The South American Division executive committee of the Seventh-day Adventist Church, in a July 8 vote, approved the practice of the ordination of women elders in that geographical area. According to an Adventist World article, the action was taken because “the context for ministry during the COVID-19 pandemic and post-pandemic has made it crucial to affirm the leadership and missionary role of the church elder, including women.”(1)
But the Seventh-day Adventist Church is a Protestant denomination. We base our beliefs and practices on the Bible. We are a prophetic movement intended by heaven to help God’s people be more, not less, biblical in belief and practice. It is difficult to see how after 2000 years church surviving and thriving in spite of much more deadly diseases, a virus with better than a 99% survival rate requires a sudden movement away from biblical practice. In the secular political world the covid crisis has been misused to bring unprecedented changes to voting practices and to suppress individual personal liberties. And now, to see the same crisis used to promote an unbiblical position in the church is demoralizing.
Let’s take a moment to see what the Bible says:
In Titus 1:5-9 Paul writes,
For this reason I left you in Crete, that you should set in order the things that are lacking, and appoint elders in every city as I commanded you—if a man is blameless, the husband of one wife, having faithful children not accused of dissipation or insubordination. For a bishop must be blameless, as a steward of God, not self-willed, not quick-tempered, not given to wine, not violent, not greedy for money, but hospitable, a lover of what is good, sober-minded, just, holy, self-controlled, holding fast the faithful word as he has been taught, that he may be able, by sound doctrine, both to exhort and convict those who contradict.

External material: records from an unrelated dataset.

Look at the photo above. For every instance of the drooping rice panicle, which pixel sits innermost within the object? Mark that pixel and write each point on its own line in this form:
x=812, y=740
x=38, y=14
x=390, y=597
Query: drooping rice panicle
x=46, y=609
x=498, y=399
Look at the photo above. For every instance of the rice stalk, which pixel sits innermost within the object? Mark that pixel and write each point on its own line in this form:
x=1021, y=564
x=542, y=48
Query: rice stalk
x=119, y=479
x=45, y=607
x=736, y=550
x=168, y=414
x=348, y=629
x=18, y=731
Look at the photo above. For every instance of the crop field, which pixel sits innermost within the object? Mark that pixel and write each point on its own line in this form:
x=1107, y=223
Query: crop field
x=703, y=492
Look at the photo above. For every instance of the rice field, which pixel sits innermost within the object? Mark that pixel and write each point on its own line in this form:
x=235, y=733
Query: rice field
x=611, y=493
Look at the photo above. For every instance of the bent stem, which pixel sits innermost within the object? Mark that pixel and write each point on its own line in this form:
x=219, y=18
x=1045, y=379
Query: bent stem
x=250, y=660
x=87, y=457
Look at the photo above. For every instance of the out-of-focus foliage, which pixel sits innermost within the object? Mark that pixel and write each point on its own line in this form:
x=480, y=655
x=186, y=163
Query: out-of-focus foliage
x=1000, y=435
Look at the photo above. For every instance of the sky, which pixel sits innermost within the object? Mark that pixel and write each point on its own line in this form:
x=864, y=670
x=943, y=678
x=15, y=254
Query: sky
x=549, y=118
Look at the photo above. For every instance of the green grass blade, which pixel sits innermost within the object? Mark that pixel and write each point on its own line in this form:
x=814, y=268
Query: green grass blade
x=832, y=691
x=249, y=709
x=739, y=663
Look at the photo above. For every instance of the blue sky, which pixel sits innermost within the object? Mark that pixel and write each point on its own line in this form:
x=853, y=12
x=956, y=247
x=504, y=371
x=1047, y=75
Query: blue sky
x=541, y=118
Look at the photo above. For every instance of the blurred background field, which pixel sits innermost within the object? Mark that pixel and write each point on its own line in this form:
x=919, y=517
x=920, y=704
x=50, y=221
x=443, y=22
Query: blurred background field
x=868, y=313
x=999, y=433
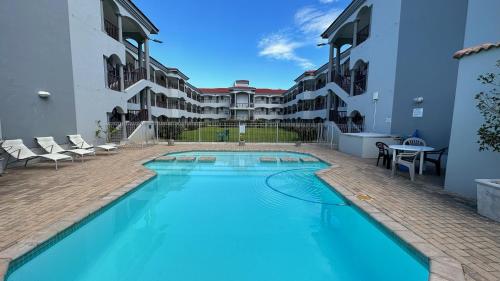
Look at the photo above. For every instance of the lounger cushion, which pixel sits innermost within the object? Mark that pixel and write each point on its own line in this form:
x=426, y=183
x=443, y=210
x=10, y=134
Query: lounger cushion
x=55, y=156
x=17, y=149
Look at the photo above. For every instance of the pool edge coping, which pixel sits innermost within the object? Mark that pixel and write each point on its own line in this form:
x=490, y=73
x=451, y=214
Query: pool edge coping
x=441, y=265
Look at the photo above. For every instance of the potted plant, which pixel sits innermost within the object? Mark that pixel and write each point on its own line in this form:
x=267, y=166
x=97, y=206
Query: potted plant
x=488, y=103
x=2, y=162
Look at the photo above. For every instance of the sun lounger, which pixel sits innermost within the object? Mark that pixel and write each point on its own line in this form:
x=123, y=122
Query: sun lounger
x=79, y=142
x=50, y=146
x=17, y=150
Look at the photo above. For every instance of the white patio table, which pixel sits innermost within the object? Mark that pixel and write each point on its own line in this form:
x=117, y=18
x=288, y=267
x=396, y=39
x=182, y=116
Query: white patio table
x=412, y=148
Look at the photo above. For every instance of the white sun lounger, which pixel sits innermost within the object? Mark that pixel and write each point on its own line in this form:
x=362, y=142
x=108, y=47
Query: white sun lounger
x=79, y=142
x=17, y=150
x=50, y=146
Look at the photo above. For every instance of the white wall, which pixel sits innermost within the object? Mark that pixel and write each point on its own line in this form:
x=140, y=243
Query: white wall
x=465, y=161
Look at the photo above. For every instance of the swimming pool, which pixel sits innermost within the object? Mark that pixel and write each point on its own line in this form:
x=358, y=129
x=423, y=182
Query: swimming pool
x=235, y=219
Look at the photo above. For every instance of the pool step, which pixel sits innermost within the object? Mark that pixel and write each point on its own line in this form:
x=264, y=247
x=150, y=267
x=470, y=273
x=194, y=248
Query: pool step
x=289, y=159
x=309, y=160
x=266, y=159
x=186, y=159
x=165, y=158
x=206, y=159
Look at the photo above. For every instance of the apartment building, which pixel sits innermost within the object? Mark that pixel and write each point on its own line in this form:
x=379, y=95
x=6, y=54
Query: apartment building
x=390, y=64
x=89, y=62
x=242, y=102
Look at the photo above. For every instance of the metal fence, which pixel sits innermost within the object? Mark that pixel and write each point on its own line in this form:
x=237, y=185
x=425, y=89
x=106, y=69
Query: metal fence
x=251, y=132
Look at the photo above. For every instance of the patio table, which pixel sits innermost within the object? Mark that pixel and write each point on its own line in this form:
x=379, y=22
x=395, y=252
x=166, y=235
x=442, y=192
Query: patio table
x=412, y=148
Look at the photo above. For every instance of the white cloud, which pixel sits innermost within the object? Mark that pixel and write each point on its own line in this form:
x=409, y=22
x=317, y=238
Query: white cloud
x=280, y=47
x=311, y=20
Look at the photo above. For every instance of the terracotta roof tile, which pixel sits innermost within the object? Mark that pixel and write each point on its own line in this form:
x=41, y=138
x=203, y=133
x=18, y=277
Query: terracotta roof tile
x=228, y=90
x=476, y=49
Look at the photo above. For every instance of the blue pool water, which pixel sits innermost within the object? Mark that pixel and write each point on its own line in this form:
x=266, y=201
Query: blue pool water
x=236, y=219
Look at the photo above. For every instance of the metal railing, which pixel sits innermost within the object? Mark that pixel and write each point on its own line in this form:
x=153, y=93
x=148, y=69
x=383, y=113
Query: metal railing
x=111, y=29
x=131, y=76
x=113, y=80
x=254, y=132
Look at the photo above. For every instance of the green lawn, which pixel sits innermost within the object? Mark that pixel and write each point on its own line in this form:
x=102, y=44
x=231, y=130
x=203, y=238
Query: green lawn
x=216, y=134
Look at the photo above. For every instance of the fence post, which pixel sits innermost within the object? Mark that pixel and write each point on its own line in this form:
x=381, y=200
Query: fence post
x=277, y=132
x=199, y=132
x=157, y=126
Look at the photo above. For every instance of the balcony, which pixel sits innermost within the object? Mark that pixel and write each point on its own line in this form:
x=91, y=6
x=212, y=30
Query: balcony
x=111, y=29
x=132, y=76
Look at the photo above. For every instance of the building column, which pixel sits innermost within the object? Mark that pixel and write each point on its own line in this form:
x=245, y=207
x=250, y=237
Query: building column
x=124, y=126
x=148, y=103
x=355, y=34
x=139, y=54
x=147, y=58
x=330, y=64
x=353, y=72
x=103, y=28
x=122, y=78
x=337, y=60
x=120, y=27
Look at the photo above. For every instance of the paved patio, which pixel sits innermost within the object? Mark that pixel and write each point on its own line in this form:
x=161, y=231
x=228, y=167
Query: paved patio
x=34, y=200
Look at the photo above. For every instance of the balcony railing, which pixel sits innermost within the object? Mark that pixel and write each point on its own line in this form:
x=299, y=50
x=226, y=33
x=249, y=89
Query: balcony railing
x=242, y=105
x=111, y=29
x=344, y=82
x=137, y=115
x=113, y=80
x=132, y=76
x=362, y=35
x=359, y=86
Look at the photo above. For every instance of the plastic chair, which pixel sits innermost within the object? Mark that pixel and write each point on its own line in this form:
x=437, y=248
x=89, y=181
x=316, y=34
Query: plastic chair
x=435, y=161
x=383, y=152
x=414, y=141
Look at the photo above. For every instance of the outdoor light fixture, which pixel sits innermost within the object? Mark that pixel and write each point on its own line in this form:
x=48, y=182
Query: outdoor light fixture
x=43, y=94
x=418, y=99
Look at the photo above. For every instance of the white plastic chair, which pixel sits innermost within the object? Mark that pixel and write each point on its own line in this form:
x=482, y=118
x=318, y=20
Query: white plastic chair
x=414, y=141
x=50, y=146
x=17, y=150
x=79, y=142
x=408, y=160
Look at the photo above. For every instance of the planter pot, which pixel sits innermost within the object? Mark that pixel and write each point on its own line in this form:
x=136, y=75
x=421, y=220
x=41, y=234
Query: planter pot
x=488, y=198
x=2, y=165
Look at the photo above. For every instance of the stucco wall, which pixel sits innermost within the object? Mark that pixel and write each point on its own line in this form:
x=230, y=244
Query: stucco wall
x=36, y=55
x=89, y=46
x=380, y=51
x=465, y=162
x=429, y=35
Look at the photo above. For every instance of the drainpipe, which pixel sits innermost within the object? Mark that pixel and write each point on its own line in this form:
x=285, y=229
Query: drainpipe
x=124, y=126
x=337, y=61
x=148, y=103
x=330, y=64
x=122, y=78
x=146, y=49
x=353, y=74
x=120, y=27
x=139, y=54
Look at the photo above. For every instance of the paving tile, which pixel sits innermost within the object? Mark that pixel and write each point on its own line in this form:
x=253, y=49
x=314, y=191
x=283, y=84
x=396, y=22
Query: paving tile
x=38, y=201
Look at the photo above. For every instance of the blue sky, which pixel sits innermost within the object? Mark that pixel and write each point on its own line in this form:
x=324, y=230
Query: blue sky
x=268, y=42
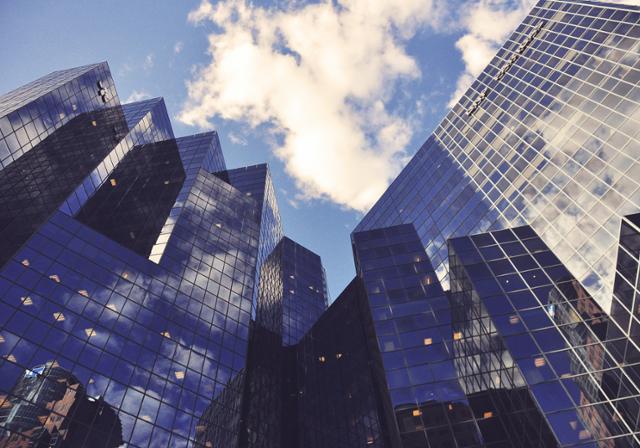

Here, an elder is to be the “husband of one wife,” mias gunaikos aner. The word aner is male specific in most Bible uses. And in every case, the word used for woman or wife here is female specific. How can a woman elder “hold fast the faithful word” when the practice itself is a denial of that Word?
1 Timothy 3:1-7:
This is a faithful saying: If a man desires the position of a bishop, he desires a good work. A bishop then must be blameless, the husband of one wife, temperate, sober-minded, of good behavior, hospitable, able to teach; not given to wine, not violent, not greedy for money, but gentle, not quarrelsome, not covetous; one who rules his own house well, having his children in submission with all reverence (for if a man does not know how to rule his own house, how will he take care of the church of God?); not a novice, lest being puffed up with pride he fall into the same condemnation as the devil. Moreover he must have a good testimony among those who are outside, lest he fall into reproach and the snare of the devil.
In verse 2 the phrase “husband of one wife,” mias gunaikos andra, like the passage from Titus, uses the male specific word andra and the female specific word, gunaikos. The primary meaning for aner and andros, according to none other than BDAG (A Greek English Lexicon of the New Testament and Other Early Christian Literature) is “an adult human male, man, husband.”(2)
We love our sisters in the churches. But the simple fact is that to employ the title of “elder” is not necessary to lead a Bible study or to be active in church activities. This ill-timed action by leaders in the South American Division does not represent the will of the members, and will have an opposite effect in the churches. When our Bible workers encounter non-Adventists who know their Bibles, and they ask us for a Bible basis for the practice of ordaining women as elders, we won’t have one. To continue the practice of ordaining women as elders, just now, when God’s church has opportunity to be a voice for the kingdom instead of the culture, is to wave the white-flag of surrender.
God can help His church. Let’s return to Him. When we follow the Scripture, He will bless. When we follow the culture, we are in rebellion to Him.
1. https://www.adventistworld.org/south-america-division-votes-to-allow-women-elders/
2. Walter Bauer, F.W. Danker, W.F. Arndt, F.W. Gingrich, A Greek English Lexicon of the New Testament and Other Early Christian Literature, pp. 79, 80.